A federal judge has ruled that SpaceX has 21 days to turn documents related to employment over to the Department of Justice, which is investigating allegations that the company discriminated against non-U.S. citizens in its employment practices. SpaceX had previously objected to a magistrate judge’s similar ruling, saying that the court failed to consider whether the Department of Justice’s probes had cast too wide a net in relation to the original complaint.

The Department of Justice claims that SpaceX has stonewalled efforts to investigate the discrimination allegations. The company has already provided a Form I-9 document containing information about employees dating back to July 2019 but failed to turn over copies of employees’ identifying documents such as passports, Social Security cards, and driver’s licenses.

Although SpaceX has not said so aloud, it might not be unreasonable to assume that it is concerned about possible violations of the privacy of its employees, considering how recently Elon Musk’s tax returns were leaked to the press by an as-yet-unknown government employee or contractor. The leaking of employees’ information like Social Security numbers and addresses could open them up to anything from harassment by anonymous “activists” to identity theft.

Without much context, this could have easily come across as a case of SpaceX being caught between a rock and a hard place. It has several launch contracts with the Department of Defense and branches of the military, which have strict regulations requiring the employment of non-U.S. citizens in positions that could give them access to classified information such as the details of payloads being launched. According to US International Traffic in Arms Regulations, non-U.S. citizens can only work for a company like SpaceX if they have a green card.

However, the original complainant says that he applied for a position related to SpaceX’s Starlink Internet satellite constellation in March 2020 but was turned down after interviewers asked questions about his dual Austrian-Canadian citizenship. Although SpaceX may not be against the government becoming a Starlink customer like everybody else and is currently working with the United States’ FCC to develop broadband access for rural areas, Starlink is not directly a military project. He filed a complaint with the Department of Justice’s Office of Immigrant and Employee Rights (IER) in May 2020.

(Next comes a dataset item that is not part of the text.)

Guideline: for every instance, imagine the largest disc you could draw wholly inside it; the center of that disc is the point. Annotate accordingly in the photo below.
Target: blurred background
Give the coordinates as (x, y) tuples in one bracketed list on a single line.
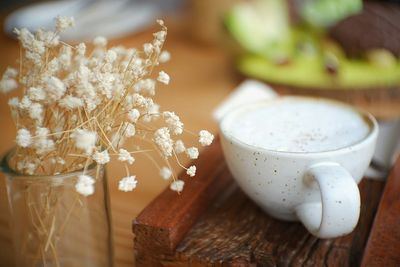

SpaceX claims that the interviewers were simply unimpressed by the applicant’s answers to their questions and simply chose not to fill the role that he had applied for. However, the IER says that the interviewer wrote on a document related to the application, “Not a US citizen which is going to make it hard.”

It also claims that the IER unduly escalated the investigation to demand documents related to everybody from baristas working at food stands in SpaceX facilities to rocket engineers. SpaceX says that it has already spent more than 1,000 man-hours complying with the IER’s requests, which it called “the very definition of government overreach” with “the flimsiest of justifications.”

Neither SpaceX nor Elon Musk has issued a statement on the federal judge’s ruling or whether the company plans to appeal despite Musk’s occasionally sharp temper with regulators whom he often sees as getting in his way.